This is my favorite vanilla buttercream frosting recipe for frosting cupcakes.
I have newly discovered the ingredient vanilla bean paste and found that it works great for making vanilla frosting. It does not contain any alcohol like vanilla extract so you end up with a richer creamier vanilla flavor plus it contains real vanilla bean seeds in it. However before discovering vanilla bean paste I made it the traditional way with vanilla extract so don’t worry if you don’t have any you can just use pure vanilla extract instead.
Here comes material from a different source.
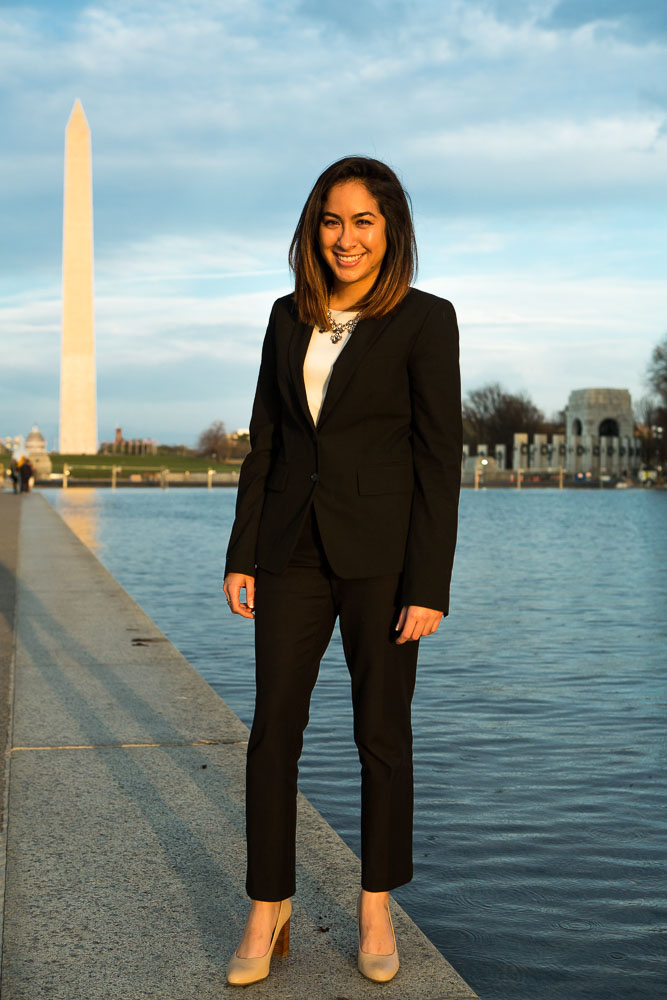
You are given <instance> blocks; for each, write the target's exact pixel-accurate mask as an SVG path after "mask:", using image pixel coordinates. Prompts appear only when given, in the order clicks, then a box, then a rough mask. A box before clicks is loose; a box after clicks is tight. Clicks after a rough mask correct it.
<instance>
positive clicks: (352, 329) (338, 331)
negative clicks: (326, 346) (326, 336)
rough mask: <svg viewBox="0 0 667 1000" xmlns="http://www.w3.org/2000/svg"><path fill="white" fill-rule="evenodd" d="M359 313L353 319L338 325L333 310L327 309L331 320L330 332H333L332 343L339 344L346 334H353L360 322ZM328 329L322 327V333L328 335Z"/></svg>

Depending on what your using the buttercream frosting for whether it’s for cupcakes, a cake, or cookies you will have to adjust the consistency to suit your needs. The recipe below is what I like to use when I’m piping cupcakes so it’s fairly stiff and hold its shape well. If I was going to use it to frost a cake I would make the consistency slightly thinner by adding more whipping cream so it would spread easier. If you want the frosting thicker then just add more powdered sugar to thicken it up.
- 3½ tablespoons heavy whipping creme
- 2½ cups powdered sugar
- 6 tablespoons butter, softened
- 2 teaspoons vanilla bean paste (may substitute with vanilla extract)
- Combine ingredients & beat on medium speed with mixer until the consistence you want has been reached. Add a little extra whipping creme if you want the frosting thinner or add more powered sugar to thicken it.